I am well aware that there are landlords, property owners and management associations that discriminate against those with disabilities and I am thankful for advocates like the TFHC. Nonetheless, I did my best to describe the law as it is and not as it ought to be.

As the Joint Statement mentions, working out these issues is an “interactive process” between the housing provider and resident in seeking to ease the burdens of both.[4]  Along these lines, I often advise clients to voluntarily go one extra step, or give a little ground, if it will avoid litigation and the consequent financial/time/emotional costs. I truly believe one can be an advocate for both fair housing and small business when the parties act in good faith.


  1. Joint Statement of the Department of Housing and Urban Development and the Department of Justice, “Reasonable Accommodations Under the Fair Housing Act,” May 17, 2004, answer to question 18 (available at http://www.hud.gov/offices/fheo/library/huddojstatement.pdf).
  2. Ass’n of Apartment Owners of Liliuokalani Gardens at Waikiki v. Taylor (D. Haw. 2012) (finding was based on resident having a doctor’s note concerning benefit of assistance animal).
  3. E.g. In re Kenna Homes Cooperative Corporation, 557 S.E.2d 787 (W.V. 2001) (holding property manager cold required proper training to be shown), Bronk v. Ineichen, 54 F.3d 425 (7th Cir. 1995) (finding showing of disability related need was proper), Hawn v. Shoreline Towers Phase 1 Condominium Association Inc. 2009 WL 691378 (ND Fla. 2009) (finding condo association could require more information than notes from chiropractor and psychologist and registration as service animal).
  4. Joint Statement, supra, answer to question 7.

— Samuel J. Gowin, Chattanooga

Mr. Smartt’s Collection Tactic

Letters to the Editor regarding the passing of John Smartt and praising his substantial impact on members of the bar, clients and indeed all those with whom he came in contact could not be more accurate. I have the honor of having practiced with John many years ago, and he was consistently gracious and attempted to be helpful to all. This extended even to his efforts on behalf of clients, some of whom were banks and other lenders on whose behalf John would attempt to collect on defaulted loans.

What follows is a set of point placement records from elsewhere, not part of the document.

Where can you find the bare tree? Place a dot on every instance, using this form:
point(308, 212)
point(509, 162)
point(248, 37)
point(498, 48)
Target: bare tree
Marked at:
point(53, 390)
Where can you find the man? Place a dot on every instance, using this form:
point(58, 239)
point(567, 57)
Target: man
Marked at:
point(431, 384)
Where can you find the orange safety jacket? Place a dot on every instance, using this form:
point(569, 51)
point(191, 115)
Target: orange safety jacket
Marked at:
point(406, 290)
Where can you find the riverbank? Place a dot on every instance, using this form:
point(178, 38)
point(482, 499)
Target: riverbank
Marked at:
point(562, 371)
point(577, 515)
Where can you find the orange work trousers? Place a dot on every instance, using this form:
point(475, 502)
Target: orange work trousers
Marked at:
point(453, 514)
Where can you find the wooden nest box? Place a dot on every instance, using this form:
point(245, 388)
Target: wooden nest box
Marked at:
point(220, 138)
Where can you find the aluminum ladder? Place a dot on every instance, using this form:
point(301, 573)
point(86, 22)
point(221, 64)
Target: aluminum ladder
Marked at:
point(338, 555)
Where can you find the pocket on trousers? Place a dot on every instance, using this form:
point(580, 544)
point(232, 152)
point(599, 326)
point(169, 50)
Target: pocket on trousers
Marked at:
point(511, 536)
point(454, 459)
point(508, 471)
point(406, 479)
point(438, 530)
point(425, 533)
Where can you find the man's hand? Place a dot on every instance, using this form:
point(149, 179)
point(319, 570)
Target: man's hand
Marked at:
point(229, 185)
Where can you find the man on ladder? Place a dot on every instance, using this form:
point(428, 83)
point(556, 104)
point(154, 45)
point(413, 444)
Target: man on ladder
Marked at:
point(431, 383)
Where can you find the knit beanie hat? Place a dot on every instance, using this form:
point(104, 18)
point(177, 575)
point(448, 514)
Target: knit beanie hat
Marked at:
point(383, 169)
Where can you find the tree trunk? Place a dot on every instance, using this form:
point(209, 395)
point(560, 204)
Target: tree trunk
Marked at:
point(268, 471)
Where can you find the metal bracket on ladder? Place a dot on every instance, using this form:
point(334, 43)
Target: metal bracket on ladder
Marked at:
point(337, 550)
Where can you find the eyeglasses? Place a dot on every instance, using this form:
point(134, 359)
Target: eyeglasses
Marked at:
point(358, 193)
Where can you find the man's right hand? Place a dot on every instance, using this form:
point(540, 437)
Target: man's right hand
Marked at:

John’s approach to collections was nothing short of novel, indeed often unorthodox, and he routinely began the collection effort by sending the debtor a demand letter. This is generally the typical approach, but John’s form letter was both unusual and reflective of much of John’s approach to life.

The letter began with a salutation and then stated: “The other night my wife Harriet and I were having dinner, and I mentioned to her that I had been engaged by [lender] to collect from you the amounts you owe to [lender]. My wife then said, ‘Oh my, what would his mother say if she knew that he hadn’t paid. How sad.’”

John’s collection efforts were spectacularly successful, and perhaps we can all learn several lessons from that little but important story.